<i>Mercurial George</i> de Dana Michel Mercurial George de Dana Michel © Camille Mcouat.

Destinerrance

Dana Michel

Avec Yellow Towel, découvert à Vanves lors du festival Artdanthé 2015, Dana Michel ouvrait à un questionnement, une plongée identitaire qui se poursuit dans Mercurial George. Elle prend le chemin de ses origines et de la culture afro-américaine, elle emprunte une route sinueuse pour regarder dans les recoins toute la complexité qui les constitue.

Par Moïra Dalant publié le 21 juin 2016

Le processus de création de Dana Michel est instinctif et exponentiel. En accumulant objets et idées, elle force l'instinct pour arriver à une cohérence de création. Mais c'est le détour qui l'intéresse, ce petit à côté un peu insolite et oublié qui permet d’explorer les extrémités de l'être et de sa pensée.
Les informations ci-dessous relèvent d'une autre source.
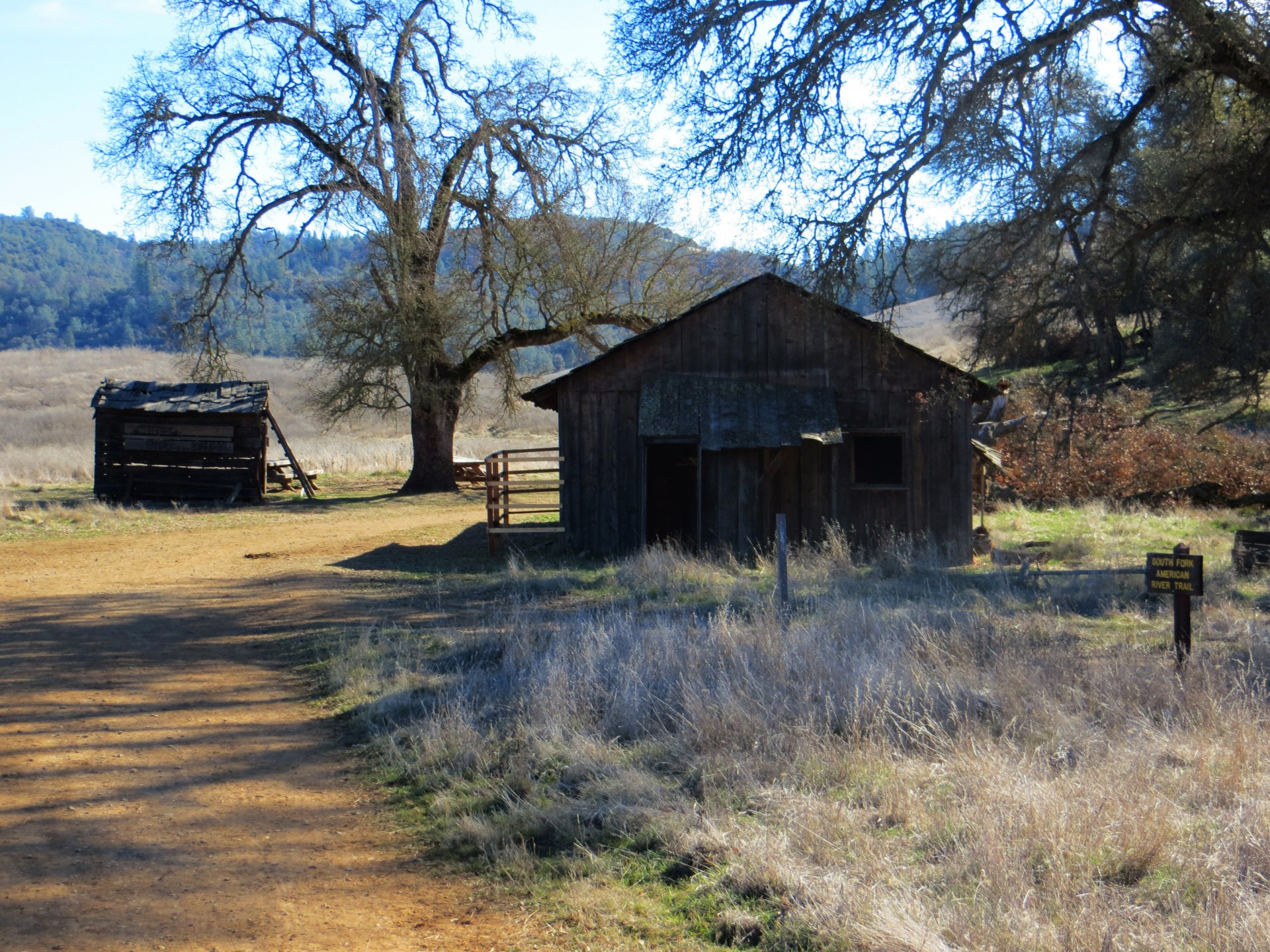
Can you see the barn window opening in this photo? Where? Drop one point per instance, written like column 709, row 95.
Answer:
column 671, row 507
column 878, row 459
Cette envie de s'attarder sur un détail qui renferme en lui un monde entier, un cosmos inconnu. C'est un peu ça Mercurial George, de petits rebonds d'une cosmogonie à une autre, parfois inventée ou empruntée à l'histoire de l'humanité, au roman familial, aux catégorisations politiques et sociales. Il faut être une éponge pour traverser Mercurial George. Ne pas décider trop vite de ce qui est à comprendre et se laisser trimbaler dans les méandres de la pensée et des mouvements saccadés de cette femme solitaire qui déambule, gesticule, murmure et chante son histoire.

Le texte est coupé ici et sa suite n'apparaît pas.